Limited multi-view data The limited multi-view data affects the registration accuracy. Although we simulate X-ray images using DRR and unify the style through CycleGAN to reduce accuracy loss, errors in style transfer and fiducial point tracking may further increase the registration error.

Registration timeThe current training strategy trains one patient at a time, which results in longer training times, especially for critically ill patients who cannot afford to wait for the training process. And Our registration time has not reached optimal performance and requires further investigation.

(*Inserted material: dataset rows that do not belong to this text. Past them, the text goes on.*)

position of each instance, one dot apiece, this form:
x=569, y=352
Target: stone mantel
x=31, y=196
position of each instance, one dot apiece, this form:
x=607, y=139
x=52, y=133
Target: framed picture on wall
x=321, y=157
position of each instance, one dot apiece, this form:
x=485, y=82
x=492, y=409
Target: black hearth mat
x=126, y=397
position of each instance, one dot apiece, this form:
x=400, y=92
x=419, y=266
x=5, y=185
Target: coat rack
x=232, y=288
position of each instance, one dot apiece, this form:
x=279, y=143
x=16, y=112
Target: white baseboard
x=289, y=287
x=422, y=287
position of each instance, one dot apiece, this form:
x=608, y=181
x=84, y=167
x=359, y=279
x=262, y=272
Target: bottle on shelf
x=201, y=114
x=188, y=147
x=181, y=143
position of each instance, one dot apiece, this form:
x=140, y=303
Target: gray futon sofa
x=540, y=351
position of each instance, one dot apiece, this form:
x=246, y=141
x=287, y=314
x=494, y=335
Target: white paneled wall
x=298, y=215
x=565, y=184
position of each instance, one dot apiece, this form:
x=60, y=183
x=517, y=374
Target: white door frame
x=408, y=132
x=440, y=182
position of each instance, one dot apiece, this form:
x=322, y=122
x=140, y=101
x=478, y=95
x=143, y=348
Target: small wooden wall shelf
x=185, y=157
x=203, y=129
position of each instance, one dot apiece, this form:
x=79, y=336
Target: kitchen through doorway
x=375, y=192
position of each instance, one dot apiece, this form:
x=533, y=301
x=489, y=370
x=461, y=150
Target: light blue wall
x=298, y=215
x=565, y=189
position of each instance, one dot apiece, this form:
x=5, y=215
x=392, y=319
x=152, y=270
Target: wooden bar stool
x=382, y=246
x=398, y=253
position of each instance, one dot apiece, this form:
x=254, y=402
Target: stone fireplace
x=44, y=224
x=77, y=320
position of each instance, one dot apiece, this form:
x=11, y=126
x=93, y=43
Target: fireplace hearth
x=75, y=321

Obstructions in clinical practice This work is based on an ideal dataset, whereas in clinical practice, obstructions such as surgical instruments or implanted screws may affect the model’s accuracy. We are currently investigating how to handle these obstructions and have achieved preliminary results.

Conclusion

This study explores the multi-view 2D/3D image registration problem in minimally invasive pelvic surgery navigation and has achieved the beneficial research results. The proposed model establishes point-to-point correspondence between 2D X-ray images and 3D CT data, and then aligns the shape between matching points to estimate the CT pose. The POI tracking network based on style transfer can accurately track POIs from DRR to X-ray image and establish point-to-point correspondence. The triangulation layers can project the POIs on the X-ray image to the patient. The BnB is employed to shape alignment as it can handle various types of data and perform registration more accurately. The experiment proved feasibility and superiority of the model, and provided a reliable solution for multiview image registration in minimally invasive pelvic surgery navigation.